オープンは2006年11月。日本の黒川建築設計事務所によるデザインだそうです。
朝の10時ごろにいったので、そのときはまだ人の数は少なかったんだけど、しばらくすると人がどんどん増えてきました。そしてなんと、多くの人が本を手に取ったと思ったら、その辺りに座り込んで読み始めるんです。本屋の立ち読みならぬ「座り読み」。
なんでもこの書店は国営なんで、本を売って収益を上げることよりも国民の知識レベルを上げることを重視しているので、立ち読みに対して寛容らしいんです。児童書のコーナーも巨大でありとあらゆる本が並べてあって、そこにも子供たちが群がって、貪るように本を読んでいました。学ぶことにここまで貪欲な子供たちを見てこの国は今後ますます発展していくんだろうなと思いました。

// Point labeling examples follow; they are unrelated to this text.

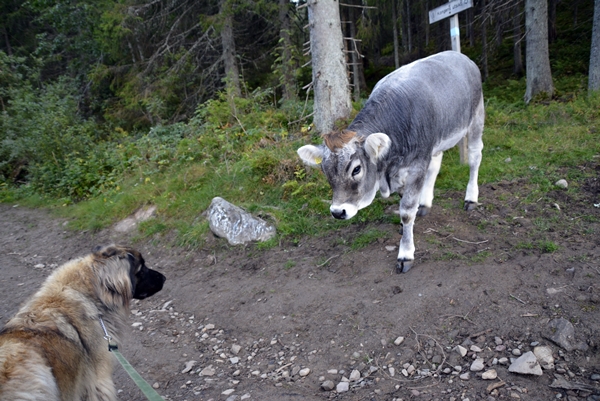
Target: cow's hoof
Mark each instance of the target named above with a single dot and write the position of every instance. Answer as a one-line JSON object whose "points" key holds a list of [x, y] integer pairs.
{"points": [[470, 206], [403, 266], [423, 210]]}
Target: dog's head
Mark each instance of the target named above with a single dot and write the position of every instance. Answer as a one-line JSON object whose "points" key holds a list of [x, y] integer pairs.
{"points": [[123, 272]]}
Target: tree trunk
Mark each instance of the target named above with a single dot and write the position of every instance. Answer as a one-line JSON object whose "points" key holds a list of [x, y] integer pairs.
{"points": [[287, 63], [356, 59], [539, 76], [408, 28], [517, 40], [332, 97], [395, 33], [485, 72], [594, 76], [232, 74], [552, 20]]}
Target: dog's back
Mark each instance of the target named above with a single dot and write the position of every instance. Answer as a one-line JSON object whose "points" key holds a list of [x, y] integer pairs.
{"points": [[54, 347], [24, 373]]}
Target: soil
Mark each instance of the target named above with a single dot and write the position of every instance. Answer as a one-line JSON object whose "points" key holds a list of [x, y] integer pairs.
{"points": [[498, 274]]}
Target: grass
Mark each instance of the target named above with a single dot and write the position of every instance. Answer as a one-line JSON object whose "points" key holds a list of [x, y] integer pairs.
{"points": [[256, 167]]}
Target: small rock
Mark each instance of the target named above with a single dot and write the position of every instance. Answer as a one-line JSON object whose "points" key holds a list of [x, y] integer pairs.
{"points": [[489, 374], [188, 366], [462, 351], [342, 387], [475, 348], [477, 365], [526, 364], [562, 332], [208, 371], [327, 385], [562, 183], [544, 357]]}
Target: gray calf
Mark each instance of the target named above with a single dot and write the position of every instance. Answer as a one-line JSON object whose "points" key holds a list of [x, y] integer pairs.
{"points": [[396, 142]]}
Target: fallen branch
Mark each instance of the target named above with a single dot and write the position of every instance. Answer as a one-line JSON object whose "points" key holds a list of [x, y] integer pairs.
{"points": [[327, 261], [469, 242], [480, 333], [496, 385], [520, 300]]}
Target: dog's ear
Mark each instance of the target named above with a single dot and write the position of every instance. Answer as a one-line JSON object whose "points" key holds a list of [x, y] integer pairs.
{"points": [[108, 251]]}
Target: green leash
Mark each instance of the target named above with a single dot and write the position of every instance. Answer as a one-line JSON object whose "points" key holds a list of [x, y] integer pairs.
{"points": [[143, 385]]}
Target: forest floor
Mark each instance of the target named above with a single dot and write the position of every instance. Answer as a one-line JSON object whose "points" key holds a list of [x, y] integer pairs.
{"points": [[295, 321]]}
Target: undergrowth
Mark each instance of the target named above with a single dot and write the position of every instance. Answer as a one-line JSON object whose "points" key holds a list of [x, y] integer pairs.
{"points": [[249, 158]]}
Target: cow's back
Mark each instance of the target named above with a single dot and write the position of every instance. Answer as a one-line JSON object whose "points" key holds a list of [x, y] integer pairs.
{"points": [[423, 102]]}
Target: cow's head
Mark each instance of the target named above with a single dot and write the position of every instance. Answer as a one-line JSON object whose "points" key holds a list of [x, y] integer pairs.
{"points": [[350, 165]]}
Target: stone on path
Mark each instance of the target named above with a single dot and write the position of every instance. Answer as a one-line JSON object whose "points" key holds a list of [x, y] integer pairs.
{"points": [[342, 387], [477, 365], [235, 224], [526, 364], [562, 332], [327, 385], [544, 356]]}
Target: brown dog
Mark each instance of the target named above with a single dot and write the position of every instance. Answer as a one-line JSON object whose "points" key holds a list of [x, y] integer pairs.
{"points": [[54, 348]]}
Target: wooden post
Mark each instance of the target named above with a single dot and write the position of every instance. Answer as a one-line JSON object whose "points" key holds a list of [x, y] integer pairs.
{"points": [[463, 145]]}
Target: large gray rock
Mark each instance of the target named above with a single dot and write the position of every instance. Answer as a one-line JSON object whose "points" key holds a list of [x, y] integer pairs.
{"points": [[235, 224]]}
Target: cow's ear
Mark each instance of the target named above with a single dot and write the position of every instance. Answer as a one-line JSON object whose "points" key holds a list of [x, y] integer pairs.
{"points": [[377, 146], [311, 155]]}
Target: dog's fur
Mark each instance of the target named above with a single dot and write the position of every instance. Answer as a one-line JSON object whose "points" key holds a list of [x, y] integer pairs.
{"points": [[54, 348]]}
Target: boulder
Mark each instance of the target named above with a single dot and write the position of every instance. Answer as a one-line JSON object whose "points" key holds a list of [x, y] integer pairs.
{"points": [[235, 224]]}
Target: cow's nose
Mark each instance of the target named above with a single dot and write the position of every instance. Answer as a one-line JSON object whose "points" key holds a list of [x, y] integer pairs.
{"points": [[339, 214]]}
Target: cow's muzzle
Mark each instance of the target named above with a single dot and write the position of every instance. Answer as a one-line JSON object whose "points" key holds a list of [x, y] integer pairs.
{"points": [[344, 211], [339, 214]]}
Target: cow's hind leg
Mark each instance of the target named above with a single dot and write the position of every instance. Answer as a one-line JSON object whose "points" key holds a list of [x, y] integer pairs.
{"points": [[475, 133], [426, 198]]}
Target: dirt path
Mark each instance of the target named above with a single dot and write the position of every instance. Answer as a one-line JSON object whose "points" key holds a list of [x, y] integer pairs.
{"points": [[256, 321]]}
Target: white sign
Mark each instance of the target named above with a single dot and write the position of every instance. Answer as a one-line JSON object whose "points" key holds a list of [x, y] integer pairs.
{"points": [[449, 9]]}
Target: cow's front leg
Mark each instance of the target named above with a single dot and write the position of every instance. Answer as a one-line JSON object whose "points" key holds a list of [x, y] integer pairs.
{"points": [[409, 205]]}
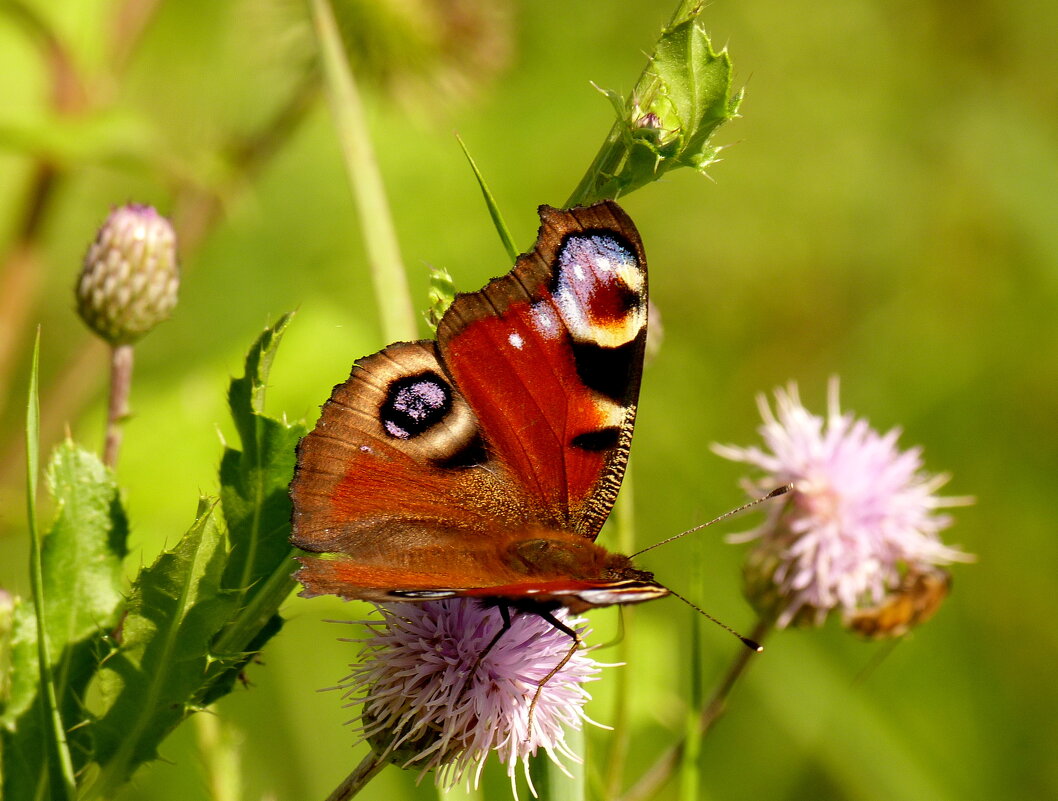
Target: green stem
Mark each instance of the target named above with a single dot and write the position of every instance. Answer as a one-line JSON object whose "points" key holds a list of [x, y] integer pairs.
{"points": [[391, 292], [660, 771], [58, 750], [354, 782], [620, 742], [490, 201], [117, 410]]}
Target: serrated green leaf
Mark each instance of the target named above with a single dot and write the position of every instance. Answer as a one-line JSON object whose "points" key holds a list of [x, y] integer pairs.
{"points": [[255, 501], [176, 610], [81, 581], [668, 120]]}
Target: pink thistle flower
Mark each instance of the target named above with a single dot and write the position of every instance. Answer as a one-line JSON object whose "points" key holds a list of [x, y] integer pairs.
{"points": [[858, 531], [423, 707]]}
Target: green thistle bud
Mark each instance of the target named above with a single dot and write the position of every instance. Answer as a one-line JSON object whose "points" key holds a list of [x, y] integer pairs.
{"points": [[130, 277]]}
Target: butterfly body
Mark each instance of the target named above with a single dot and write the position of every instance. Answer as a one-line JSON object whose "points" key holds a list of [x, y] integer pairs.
{"points": [[482, 463]]}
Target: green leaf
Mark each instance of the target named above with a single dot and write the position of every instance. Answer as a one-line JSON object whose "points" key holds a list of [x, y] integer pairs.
{"points": [[81, 584], [442, 292], [668, 120], [255, 501], [148, 685], [206, 606]]}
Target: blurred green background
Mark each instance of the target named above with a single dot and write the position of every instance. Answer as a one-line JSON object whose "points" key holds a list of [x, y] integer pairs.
{"points": [[885, 213]]}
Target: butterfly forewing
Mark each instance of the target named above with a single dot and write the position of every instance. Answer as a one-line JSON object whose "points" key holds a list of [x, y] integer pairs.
{"points": [[550, 357], [477, 462]]}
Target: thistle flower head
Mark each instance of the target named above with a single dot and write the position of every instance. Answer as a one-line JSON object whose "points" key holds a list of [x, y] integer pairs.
{"points": [[433, 698], [859, 531], [129, 281]]}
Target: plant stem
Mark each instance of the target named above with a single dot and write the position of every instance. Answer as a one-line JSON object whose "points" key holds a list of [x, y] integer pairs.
{"points": [[354, 782], [391, 293], [60, 764], [117, 411], [620, 742], [660, 771]]}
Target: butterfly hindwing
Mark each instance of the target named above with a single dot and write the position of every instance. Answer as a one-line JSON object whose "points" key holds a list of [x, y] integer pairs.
{"points": [[397, 458]]}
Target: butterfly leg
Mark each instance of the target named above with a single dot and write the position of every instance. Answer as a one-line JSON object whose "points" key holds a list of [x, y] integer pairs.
{"points": [[505, 614], [569, 655]]}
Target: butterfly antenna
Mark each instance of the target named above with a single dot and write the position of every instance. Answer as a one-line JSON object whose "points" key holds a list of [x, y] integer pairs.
{"points": [[751, 644], [774, 493]]}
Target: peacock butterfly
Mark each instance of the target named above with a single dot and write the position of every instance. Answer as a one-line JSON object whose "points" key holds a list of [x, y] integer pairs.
{"points": [[482, 463]]}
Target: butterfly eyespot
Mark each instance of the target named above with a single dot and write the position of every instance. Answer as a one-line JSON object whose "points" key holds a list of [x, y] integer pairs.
{"points": [[414, 404], [603, 439], [600, 289]]}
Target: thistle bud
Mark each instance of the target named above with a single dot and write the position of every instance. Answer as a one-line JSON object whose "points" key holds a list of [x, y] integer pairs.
{"points": [[130, 277]]}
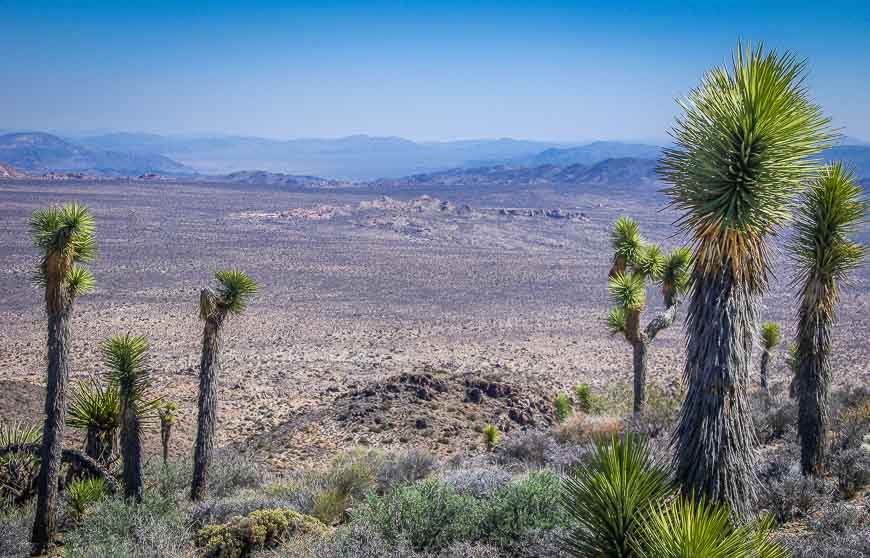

それでこの本屋の屋上へ上がれば、まるで公園のような巨大な空間と突き抜けるような青空が広がっていました。
なんなんだ、この豊かさは。
進化したお台場、ココビーチ
さてそのあと訪れたのが红树林、快乐海岸(ココビーチ)。深圳湾沿いにあって、向こうに香港を眺めることの最新スポットです。東京で言うとお台場のような場所なんだけど、お台場よりも大きく広く、高級感が漂っているような感じの街です。
海の近くのバーでビールを飲んだんだけど、ゆったりしていて本当にリラックスできました。バーを出た頃には夕方で、涼しくなっていて、夜は若者たちのデートスポットになるんだと思います。
JETROレポートによる深圳のデータ
深圳に関する日本語や英語の情報が少ないので、統計的なことが分かりづらいんだけど、JETROが「深センスタイル」という非常に有益な情報冊子を作っているので、その中から幾つか気になる情報をピックアップしました。
深圳(シンセン)は香港の北に隣接して、面積は約1953平方キロメートル。人口1400万人。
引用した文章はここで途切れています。